Esiste una vita di “adolescenti di corsia” che pulsa tra le mura dell’ospedale con i suoi tempi e i suoi modi, una vita che i ragazzi con patologie complesse ben conoscono e della quale hanno già sperimentato limiti e opportunità.
A loro si rivolge “120 young days”, il progetto della Fondazione Policlinico Universitario Agostino Gemelli IRCCS, con il sostegno di Fondazione Pfizer, che mira a valorizzare i vissuti degli adolescenti in cura al Gemelli attraverso racconti di cui sono protagonisti e autori allo stesso tempo.
Centoventi giorni in cui i ragazzi, guidati da professionisti nell’ambito della comunicazione, saranno suddivisi in gruppi di scrittura creativa, sceneggiatura e recitazione per creare contenuti di comunicazione testuale e visiva oltre a uno spot finale di sensibilizzazione rivolto alla società civile.
“Il tempo dei nostri ragazzi è un tempo carico di significati. Le ore trascorse in ospedale sono migliaia e nelle corsie, insieme al tempo, scorrono la paura, l’attesa, i pensieri, le amicizie, gli amori” dichiara la professoressa Daniela Chieffo, responsabile dell’UOS di Psicologia Clinica del Policlinico Universitario A.
Gemelli IRCCS. “Concedere ai ragazzi uno spazio di narrazione gli permette di dialogare tra loro, ma anche e soprattutto, di far arrivare quel racconto all’esterno, perché quella forza della vita che sentiamo nelle corsie dell’ospedale giunga ovunque”.
“La nostra Fondazione da sempre sostiene iniziative che riguardano i ragazzi, troppo spesso ignorati pur rappresentando il nostro futuro.

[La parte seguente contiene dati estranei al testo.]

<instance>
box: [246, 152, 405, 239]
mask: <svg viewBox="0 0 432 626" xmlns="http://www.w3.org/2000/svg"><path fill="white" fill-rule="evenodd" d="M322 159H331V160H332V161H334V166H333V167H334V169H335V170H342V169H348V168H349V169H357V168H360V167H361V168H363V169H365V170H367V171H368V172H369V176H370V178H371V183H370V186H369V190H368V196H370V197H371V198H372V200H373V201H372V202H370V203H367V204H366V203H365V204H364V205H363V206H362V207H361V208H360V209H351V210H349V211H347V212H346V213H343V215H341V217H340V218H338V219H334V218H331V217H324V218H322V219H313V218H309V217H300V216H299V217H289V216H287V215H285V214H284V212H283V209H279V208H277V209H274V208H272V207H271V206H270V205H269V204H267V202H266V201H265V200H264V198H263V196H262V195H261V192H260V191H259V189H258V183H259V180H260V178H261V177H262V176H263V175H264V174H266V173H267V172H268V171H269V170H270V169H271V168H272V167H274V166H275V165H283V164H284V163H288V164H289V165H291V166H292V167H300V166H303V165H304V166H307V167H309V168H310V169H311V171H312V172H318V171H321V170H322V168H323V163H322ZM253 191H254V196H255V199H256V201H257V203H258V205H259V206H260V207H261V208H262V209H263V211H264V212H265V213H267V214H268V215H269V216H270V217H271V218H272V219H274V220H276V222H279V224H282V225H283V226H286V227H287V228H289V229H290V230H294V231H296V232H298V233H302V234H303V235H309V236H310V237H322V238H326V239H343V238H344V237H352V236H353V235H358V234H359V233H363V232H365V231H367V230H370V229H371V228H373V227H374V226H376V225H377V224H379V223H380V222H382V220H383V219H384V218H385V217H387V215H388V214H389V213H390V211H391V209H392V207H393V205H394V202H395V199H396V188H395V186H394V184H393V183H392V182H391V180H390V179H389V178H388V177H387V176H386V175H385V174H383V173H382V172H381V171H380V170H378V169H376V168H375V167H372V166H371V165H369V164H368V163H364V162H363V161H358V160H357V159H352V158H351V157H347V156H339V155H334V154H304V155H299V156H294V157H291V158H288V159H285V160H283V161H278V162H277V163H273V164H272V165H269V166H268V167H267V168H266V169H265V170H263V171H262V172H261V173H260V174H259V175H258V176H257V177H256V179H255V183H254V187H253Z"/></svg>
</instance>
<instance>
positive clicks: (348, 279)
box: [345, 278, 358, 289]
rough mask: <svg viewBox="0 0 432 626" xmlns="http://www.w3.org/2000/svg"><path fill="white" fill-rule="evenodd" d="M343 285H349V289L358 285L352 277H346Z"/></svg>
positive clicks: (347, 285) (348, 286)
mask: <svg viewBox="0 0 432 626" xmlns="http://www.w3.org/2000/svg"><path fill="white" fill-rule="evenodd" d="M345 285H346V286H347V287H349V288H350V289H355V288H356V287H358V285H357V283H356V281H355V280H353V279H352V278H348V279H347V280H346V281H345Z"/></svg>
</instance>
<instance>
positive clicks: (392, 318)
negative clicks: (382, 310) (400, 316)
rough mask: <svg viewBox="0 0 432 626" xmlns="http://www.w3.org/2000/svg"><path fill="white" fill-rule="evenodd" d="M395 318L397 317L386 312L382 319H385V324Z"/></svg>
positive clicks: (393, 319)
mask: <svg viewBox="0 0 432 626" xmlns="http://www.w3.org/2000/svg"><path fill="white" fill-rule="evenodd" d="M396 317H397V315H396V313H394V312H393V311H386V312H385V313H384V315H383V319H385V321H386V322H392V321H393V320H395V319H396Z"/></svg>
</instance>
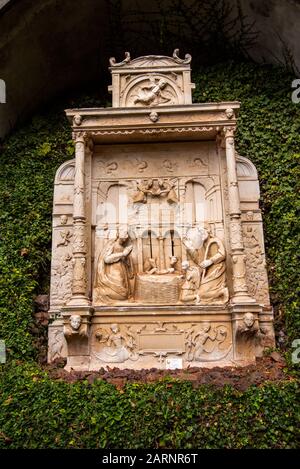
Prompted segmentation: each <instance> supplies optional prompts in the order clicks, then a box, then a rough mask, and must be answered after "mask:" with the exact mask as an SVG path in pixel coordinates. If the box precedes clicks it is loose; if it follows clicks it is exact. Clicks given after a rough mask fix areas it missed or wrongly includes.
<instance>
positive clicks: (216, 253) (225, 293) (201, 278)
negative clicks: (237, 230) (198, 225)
mask: <svg viewBox="0 0 300 469" xmlns="http://www.w3.org/2000/svg"><path fill="white" fill-rule="evenodd" d="M196 230H197V233H191V234H190V236H187V237H185V238H183V243H184V245H185V247H186V249H187V253H188V255H189V256H190V258H191V259H192V261H193V262H194V264H196V266H197V267H198V269H199V272H200V286H199V289H198V292H197V294H196V295H195V299H196V302H197V303H200V304H210V303H213V304H224V303H227V301H228V296H229V295H228V288H227V286H226V263H225V259H226V253H225V247H224V244H223V242H222V241H221V240H220V239H219V238H217V237H213V236H211V235H210V234H209V233H208V231H207V230H205V229H196ZM203 250H204V256H203V259H201V253H202V255H203ZM184 285H185V284H184ZM185 288H186V287H185Z"/></svg>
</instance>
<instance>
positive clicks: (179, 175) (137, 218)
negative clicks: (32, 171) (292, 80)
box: [48, 50, 274, 370]
mask: <svg viewBox="0 0 300 469" xmlns="http://www.w3.org/2000/svg"><path fill="white" fill-rule="evenodd" d="M190 63H191V57H190V56H189V55H186V56H185V58H184V59H181V58H180V57H179V51H178V50H175V51H174V53H173V56H172V57H164V56H147V57H140V58H137V59H133V60H132V59H131V57H130V54H129V53H126V54H125V59H124V60H123V61H122V62H119V63H117V62H116V60H115V59H114V58H112V59H110V70H111V74H112V86H110V87H109V89H110V91H111V92H112V96H113V99H112V102H113V106H112V108H92V109H70V110H67V111H66V114H67V117H68V119H69V120H70V123H71V124H72V128H73V139H74V144H75V159H74V160H71V161H67V162H65V163H64V164H63V165H62V166H61V167H60V168H58V171H57V174H56V178H55V184H54V206H53V245H52V266H51V294H50V296H51V298H50V303H51V315H52V318H53V322H52V323H51V325H50V326H49V355H48V357H49V361H53V360H55V359H56V358H59V357H66V358H67V365H66V368H67V369H71V368H73V369H82V370H88V369H89V370H97V369H99V368H100V367H103V366H104V367H105V366H116V364H117V366H118V367H120V368H135V369H141V368H151V367H158V368H165V367H166V359H167V358H168V362H170V359H172V358H174V361H176V364H177V365H176V366H182V367H186V366H188V365H191V366H193V365H194V366H214V365H218V366H226V365H234V364H247V363H249V362H253V361H254V360H255V357H256V356H259V355H261V354H262V353H263V351H264V349H265V348H267V347H270V346H272V345H273V344H274V331H273V313H272V308H271V305H270V301H269V295H268V279H267V273H266V267H265V253H264V242H263V230H262V218H261V211H260V209H259V184H258V176H257V172H256V169H255V167H254V165H253V164H252V163H251V162H250V161H249V160H248V159H247V158H245V157H243V156H240V155H238V154H237V153H236V151H235V142H234V135H235V131H236V126H237V120H236V119H237V114H238V111H239V107H240V104H239V103H238V102H221V103H206V104H192V89H193V88H194V85H193V84H192V83H191V69H190ZM178 363H179V365H178Z"/></svg>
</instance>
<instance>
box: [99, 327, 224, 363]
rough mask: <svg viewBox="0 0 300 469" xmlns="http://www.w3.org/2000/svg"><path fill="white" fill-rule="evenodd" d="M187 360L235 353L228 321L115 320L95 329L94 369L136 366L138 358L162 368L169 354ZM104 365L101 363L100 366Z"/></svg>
mask: <svg viewBox="0 0 300 469" xmlns="http://www.w3.org/2000/svg"><path fill="white" fill-rule="evenodd" d="M170 356H171V357H172V356H173V357H181V358H182V360H183V362H184V363H186V364H187V363H189V364H192V363H194V364H197V363H201V362H203V363H204V362H207V363H209V362H217V361H219V360H224V359H225V358H226V359H230V357H231V356H232V332H231V325H230V324H229V323H220V322H210V321H203V322H198V323H178V322H167V323H165V322H159V321H158V322H148V323H139V324H138V325H136V324H130V325H129V324H120V323H113V324H107V325H105V324H104V325H101V326H100V327H96V326H94V328H93V330H92V360H93V364H92V368H97V366H107V365H109V366H111V365H112V364H113V363H119V364H121V363H122V364H124V366H128V367H130V368H132V367H134V363H133V362H135V361H137V360H138V361H139V363H140V366H142V364H143V363H148V364H149V363H153V366H158V367H161V366H163V365H164V363H165V359H166V358H167V357H170ZM101 364H102V365H101Z"/></svg>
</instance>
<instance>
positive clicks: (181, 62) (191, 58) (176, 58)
mask: <svg viewBox="0 0 300 469" xmlns="http://www.w3.org/2000/svg"><path fill="white" fill-rule="evenodd" d="M173 59H174V60H175V62H176V63H178V64H190V63H191V61H192V56H191V55H190V54H185V56H184V59H181V58H180V57H179V49H174V52H173Z"/></svg>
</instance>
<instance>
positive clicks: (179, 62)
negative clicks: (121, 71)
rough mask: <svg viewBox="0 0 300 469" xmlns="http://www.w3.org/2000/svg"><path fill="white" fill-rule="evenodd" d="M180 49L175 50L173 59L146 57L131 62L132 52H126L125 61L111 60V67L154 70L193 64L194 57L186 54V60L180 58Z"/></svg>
mask: <svg viewBox="0 0 300 469" xmlns="http://www.w3.org/2000/svg"><path fill="white" fill-rule="evenodd" d="M178 54H179V49H175V50H174V52H173V56H172V57H168V56H166V55H145V56H143V57H138V58H136V59H133V60H131V57H130V52H125V59H124V60H122V61H121V62H116V59H115V57H111V58H110V60H109V63H110V66H111V67H112V68H113V67H134V68H144V67H145V68H147V69H148V68H149V67H150V68H152V67H172V66H173V67H174V66H178V65H188V64H190V63H191V60H192V56H191V55H190V54H186V55H185V57H184V59H181V58H180V57H179V56H178Z"/></svg>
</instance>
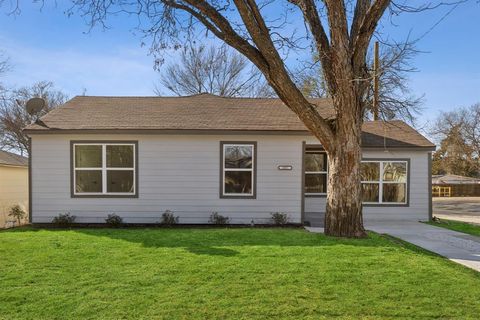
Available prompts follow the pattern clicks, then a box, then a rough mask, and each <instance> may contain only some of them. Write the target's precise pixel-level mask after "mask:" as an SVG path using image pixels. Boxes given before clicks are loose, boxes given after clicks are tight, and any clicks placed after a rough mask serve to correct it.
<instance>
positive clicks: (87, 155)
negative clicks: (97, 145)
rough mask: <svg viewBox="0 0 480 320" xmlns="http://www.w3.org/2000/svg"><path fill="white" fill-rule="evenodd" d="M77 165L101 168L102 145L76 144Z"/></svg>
mask: <svg viewBox="0 0 480 320" xmlns="http://www.w3.org/2000/svg"><path fill="white" fill-rule="evenodd" d="M75 167H76V168H101V167H102V146H95V145H91V146H87V145H81V146H78V145H76V146H75Z"/></svg>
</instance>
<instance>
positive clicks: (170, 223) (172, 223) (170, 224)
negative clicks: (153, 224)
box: [160, 210, 178, 226]
mask: <svg viewBox="0 0 480 320" xmlns="http://www.w3.org/2000/svg"><path fill="white" fill-rule="evenodd" d="M160 223H161V224H163V225H166V226H173V225H174V224H177V223H178V217H175V215H174V214H173V212H172V211H170V210H165V212H164V213H163V214H162V221H160Z"/></svg>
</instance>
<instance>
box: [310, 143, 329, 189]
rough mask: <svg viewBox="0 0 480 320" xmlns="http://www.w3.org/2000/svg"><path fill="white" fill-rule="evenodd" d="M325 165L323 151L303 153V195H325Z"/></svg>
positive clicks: (326, 154)
mask: <svg viewBox="0 0 480 320" xmlns="http://www.w3.org/2000/svg"><path fill="white" fill-rule="evenodd" d="M327 165H328V164H327V153H326V152H325V151H318V150H306V151H305V195H307V196H315V195H326V194H327V178H328V171H327Z"/></svg>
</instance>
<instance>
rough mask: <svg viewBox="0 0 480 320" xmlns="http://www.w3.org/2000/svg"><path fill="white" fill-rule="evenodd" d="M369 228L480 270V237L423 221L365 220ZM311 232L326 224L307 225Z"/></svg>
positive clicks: (469, 266) (372, 229)
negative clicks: (308, 226)
mask: <svg viewBox="0 0 480 320" xmlns="http://www.w3.org/2000/svg"><path fill="white" fill-rule="evenodd" d="M365 228H366V229H367V230H372V231H374V232H377V233H386V234H389V235H391V236H394V237H396V238H399V239H402V240H404V241H407V242H410V243H413V244H414V245H416V246H419V247H421V248H424V249H426V250H428V251H432V252H435V253H437V254H439V255H441V256H444V257H446V258H448V259H450V260H452V261H454V262H456V263H459V264H462V265H464V266H467V267H469V268H472V269H474V270H477V271H480V237H475V236H472V235H468V234H465V233H461V232H456V231H452V230H448V229H445V228H440V227H434V226H431V225H428V224H425V223H421V222H398V221H395V222H390V221H385V222H378V221H376V222H375V223H372V224H368V223H366V224H365ZM305 229H307V230H308V231H310V232H317V233H323V228H310V227H306V228H305Z"/></svg>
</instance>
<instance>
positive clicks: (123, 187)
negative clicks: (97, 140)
mask: <svg viewBox="0 0 480 320" xmlns="http://www.w3.org/2000/svg"><path fill="white" fill-rule="evenodd" d="M72 147H73V150H72V153H73V154H72V155H73V175H72V176H73V194H74V195H78V196H89V195H92V196H98V195H105V196H134V195H135V194H136V181H135V174H136V172H135V170H136V163H135V162H136V159H135V158H136V157H135V155H136V150H135V149H136V144H135V143H81V142H79V143H73V144H72Z"/></svg>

Per questo è un onore per noi supportare il progetto della Fondazione Policlinico Universitario Agostino Gemelli IRCCS”, afferma Valentina Marino, Presidente di Fondazione Pfizer.
“Crediamo fortemente nel valore della scrittura narrativa per i pazienti come strumento di elaborazione del loro vissuti e come opportunità per poter dire altro, perché la malattia non deve diventare protagonista assoluta e precludere la vita, soprattutto negli adolescenti. Sono convinta che questo sia un percorso importante tanto per loro, quanto per le loro famiglie e per tutti noi che ne potremmo trarre insegnamenti e riflessioni più ampie delle mura di un ospedale”.